During the opening session however it was plain to see who was on top, the 2005 world champion winning seven of the nine frames played, including the first four and finishing off with back to back centuries to lead 7-2.
Still needing three frames for victory however, Murphy would have been well aware that he was not over the winning line yet, particularly against a player as renowned for comebacks as Selby during his career.
And whether it was the length of time since his last full-ranking event victory or rather the ‘Selby factor’ as Mark began to mount a comeback in the evening session, Murphy struggled to settle during the early stages of the second session.
Following a break of 78 from Selby to begin the session, he then won a dramatic 11th frame on the black, following a fluke on the final red when attempting to escape from a snooker. As Murphy struggled to take his chances, he added the next to close to within just a couple of frames, before Shaun then won a tactical frame prior to the mid-session interval to steady the ship at 8-5.

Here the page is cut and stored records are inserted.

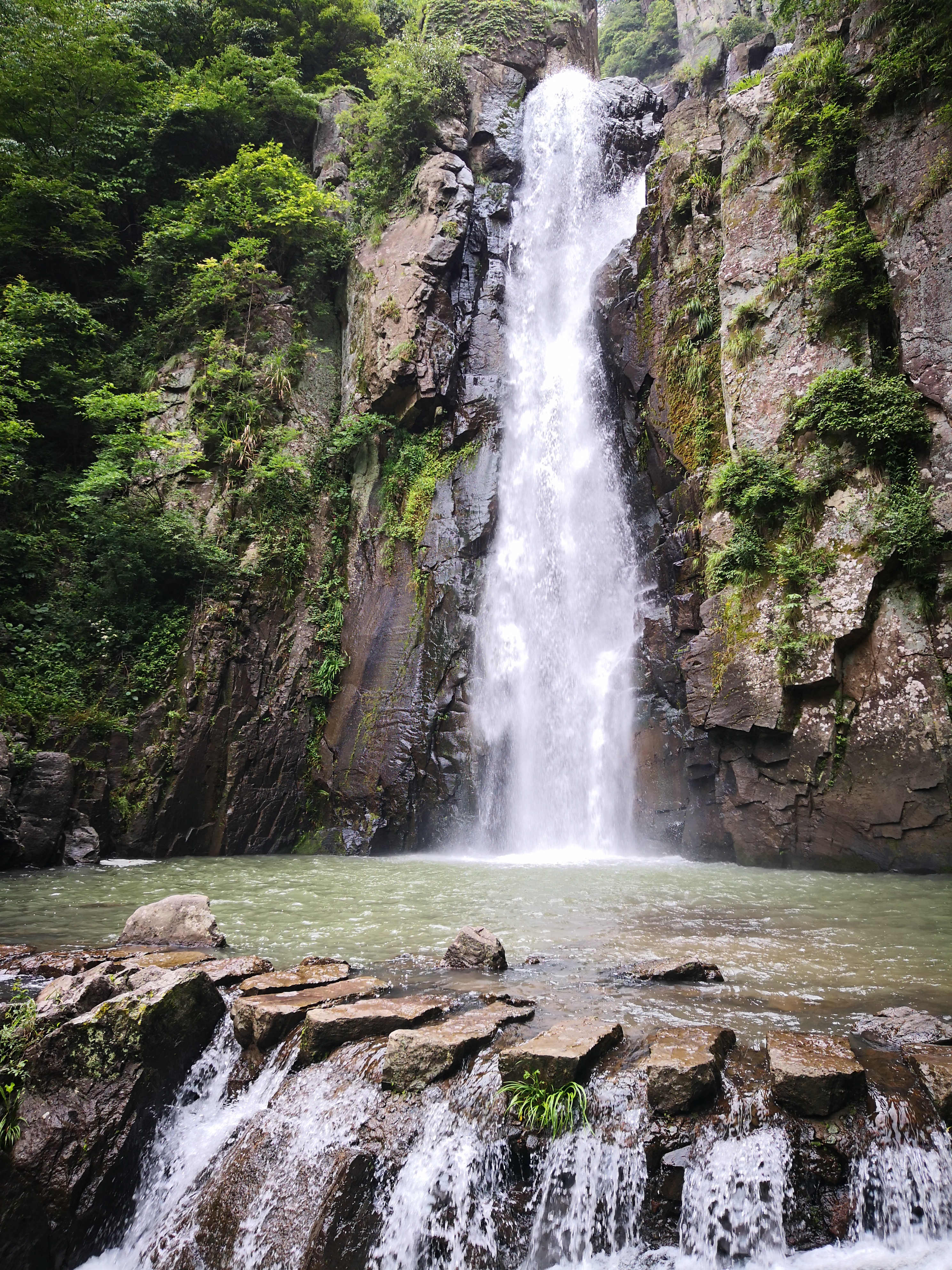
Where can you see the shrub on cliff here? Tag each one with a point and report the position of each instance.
(414, 84)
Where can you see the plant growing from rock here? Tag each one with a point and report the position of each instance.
(541, 1108)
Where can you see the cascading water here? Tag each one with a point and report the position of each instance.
(555, 643)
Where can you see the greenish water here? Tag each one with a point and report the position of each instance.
(796, 949)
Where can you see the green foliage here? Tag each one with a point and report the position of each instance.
(884, 416)
(540, 1108)
(639, 42)
(263, 198)
(752, 157)
(916, 59)
(17, 1032)
(757, 489)
(414, 83)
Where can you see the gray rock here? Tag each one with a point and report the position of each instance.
(475, 949)
(75, 993)
(812, 1073)
(266, 1020)
(685, 1067)
(671, 971)
(336, 1025)
(416, 1060)
(82, 846)
(44, 806)
(902, 1025)
(567, 1052)
(935, 1067)
(319, 972)
(182, 920)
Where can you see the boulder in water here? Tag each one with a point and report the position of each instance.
(266, 1020)
(416, 1060)
(564, 1053)
(672, 971)
(902, 1025)
(812, 1073)
(336, 1025)
(935, 1067)
(185, 921)
(475, 949)
(314, 976)
(685, 1067)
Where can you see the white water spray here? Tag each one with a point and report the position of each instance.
(554, 698)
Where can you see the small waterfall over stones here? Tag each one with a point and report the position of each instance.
(555, 642)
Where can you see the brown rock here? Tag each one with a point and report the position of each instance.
(230, 971)
(685, 1067)
(416, 1060)
(564, 1053)
(266, 1020)
(300, 977)
(902, 1025)
(183, 921)
(814, 1075)
(935, 1066)
(475, 949)
(337, 1025)
(671, 971)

From there, although Selby would not give up easily, as demonstrated by a tenacious chase for snookers in what would prove to be the 16th and final frame, the damage had been done and Murphy would run out a deserved 10-6 victor.
Following heat of the moment talk of retirement following his 6-1 defeat to Selby at the Masters back in January, Murphy’s season has seen quite a turnaround, with titles in Gdynia and now China. Perhaps what will boost his confidence the most though is not just the silverware itself, but the calibre of player that he has had to defeat on his way, in particular this week.
Having edged out both form man Ding Junhui and former world champion Graeme Dott in deciding frames, Shaun then ended the run of two-time defending champion Mark Allen in the semi-finals, before his victory against friend and rival Selby today.
With the World Championship looming large, Murphy has timed his recent run well and it will be interesting to see whether he can carry this confidence through to the Crucible, though before that he has an appointment with Neil Robertson at the last 32 stage of the Players Championship Grand Finals later this month to attend to.
As for Selby, it is another final defeat, his eighth from 11 career ranking event finals and also his fifth from six in all competitions this season, surprising statistics given his ability and ranking. While I do not think that he is playing and scoring as heavily as a couple of seasons ago, his consistency cannot be disputed and he will now be hoping to go one better before the end of this season, either in Preston, or preferably at the Crucible in April.
So what of the event in general? It has been a difficult one to follow from afar, inevitably due to the timezone differences, but with a couple of matches settled by re-spotted blacks, fluked blacks and in the case of the outstanding last 16 match between John Higgins and Judd Trump, an exceptional comeback, it has not been without drama.
Of course there have also been significant developments in the race for World Championship seedings, with Mark Allen’s last four run assuring him of his place at the Crucible Theatre, but I will cover these implications in more detail and what is still to play for in Preston in a separate post.
Next up, eight unusually snooker-free days, before we return to Preston for the first time in nine years for the Players Championship Grand Finals.